Donald Trump’s migrant policy shows he has finally gone too far

Historians will still be asking in 100 years’ time why public outrage did not do Donald Trump more harm. How come he could keep seeming to offend three-quarters of America yet still end up with half the vote? The answer, I think, is that his opponents kept falling into the same trap: they kept over-reacting. Mildly-objectionable comments and policies were met with full-on Twitter storms, making his opponents end up looking like the ones who were deranged. When you went back and thought about what Trump had actually said he kept coming across, if not reasonable, then as less unreasonable than the voices raging against him. You found yourself asking: it might be a waste of concrete, it might do nothing to deal with the problem of migrants overstaying their visas, but is building a border wall with Mexico really such an outrage when previous presidents have part-built a fence, as have many other countries in the world? Is it really that unreasonable to place a temporary ban on travellers from countries where law and order has broken down and you can’t vet visa applicants? As for ‘grabbing a pussy’, the outrage merely served to remind the public of Bill Clinton’s behaviour in the White House, with which his wife seemed to have little issue.

But surely not even Donald Trump is going to get away with today’s photographs of children in cages at a migration detention centre in Texas. These aren’t terror suspects rounded up in Iraq and Afghanistan and bundled into the legal black hole of Guantanamo – they are kids in nappies. If you have a problem with illegal migrants, round them up and send them back – the wider world is not going to bat an ethical eyelid at that, no matter how much liberals scream or even advance reasoned arguments for a liberal immigration policy. Virtually every country, to a greater or lesser extent has an exclusionary immigration policy which involves forced returns. But to confiscate children and lock them up without their parents? That deserves to be seen for what it is: a cruel and unusual punishment.

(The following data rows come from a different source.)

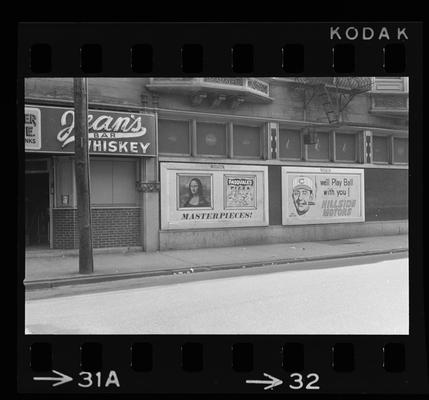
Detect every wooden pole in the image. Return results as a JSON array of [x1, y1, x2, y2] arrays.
[[73, 78, 94, 274]]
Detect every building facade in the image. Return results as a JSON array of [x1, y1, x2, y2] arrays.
[[25, 77, 408, 251]]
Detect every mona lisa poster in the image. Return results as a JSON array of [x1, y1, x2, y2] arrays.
[[282, 167, 365, 225], [161, 163, 268, 229]]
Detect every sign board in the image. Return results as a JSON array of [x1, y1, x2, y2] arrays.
[[25, 106, 156, 156], [282, 167, 365, 225], [161, 163, 268, 229]]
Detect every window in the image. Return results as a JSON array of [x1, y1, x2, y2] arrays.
[[393, 138, 408, 163], [90, 159, 137, 206], [335, 133, 356, 162], [55, 156, 74, 207], [372, 136, 389, 163], [158, 120, 190, 155], [307, 132, 330, 161], [373, 76, 408, 93], [197, 122, 226, 157], [279, 129, 301, 160], [233, 125, 261, 158]]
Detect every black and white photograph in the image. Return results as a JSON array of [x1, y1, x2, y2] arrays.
[[177, 175, 212, 209], [22, 76, 410, 335]]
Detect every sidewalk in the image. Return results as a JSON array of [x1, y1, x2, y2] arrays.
[[24, 235, 408, 290]]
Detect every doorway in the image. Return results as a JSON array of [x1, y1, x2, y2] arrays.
[[25, 171, 50, 249]]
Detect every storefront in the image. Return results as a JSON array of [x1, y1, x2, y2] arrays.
[[158, 113, 408, 250], [25, 78, 408, 251], [25, 105, 156, 249]]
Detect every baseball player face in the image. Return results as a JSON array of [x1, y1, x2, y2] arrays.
[[292, 188, 311, 215]]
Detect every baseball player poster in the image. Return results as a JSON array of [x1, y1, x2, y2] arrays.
[[282, 167, 365, 225]]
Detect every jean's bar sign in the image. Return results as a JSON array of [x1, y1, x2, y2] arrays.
[[24, 106, 156, 156]]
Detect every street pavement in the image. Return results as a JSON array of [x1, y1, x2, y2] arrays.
[[25, 254, 409, 334], [24, 234, 408, 291]]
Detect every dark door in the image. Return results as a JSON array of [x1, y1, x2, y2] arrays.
[[25, 172, 49, 246]]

That Trump himself is reported to be uncomfortable with the policy and is only using it in an attempt to force the Senate into approving his wall, is not going to make things better. It merely makes Trump seem like a latter-day Pied Piper, but without a good tune.

The irony is that Donald Trump finally seemed to be rising above many of his detractors on North Korea, and was exposing hypocrisy on the part of G7 leaders who claimed to stand up for free trade. Either the child detention policy will be dropped by the end of the week – or it will do the US President serious damage.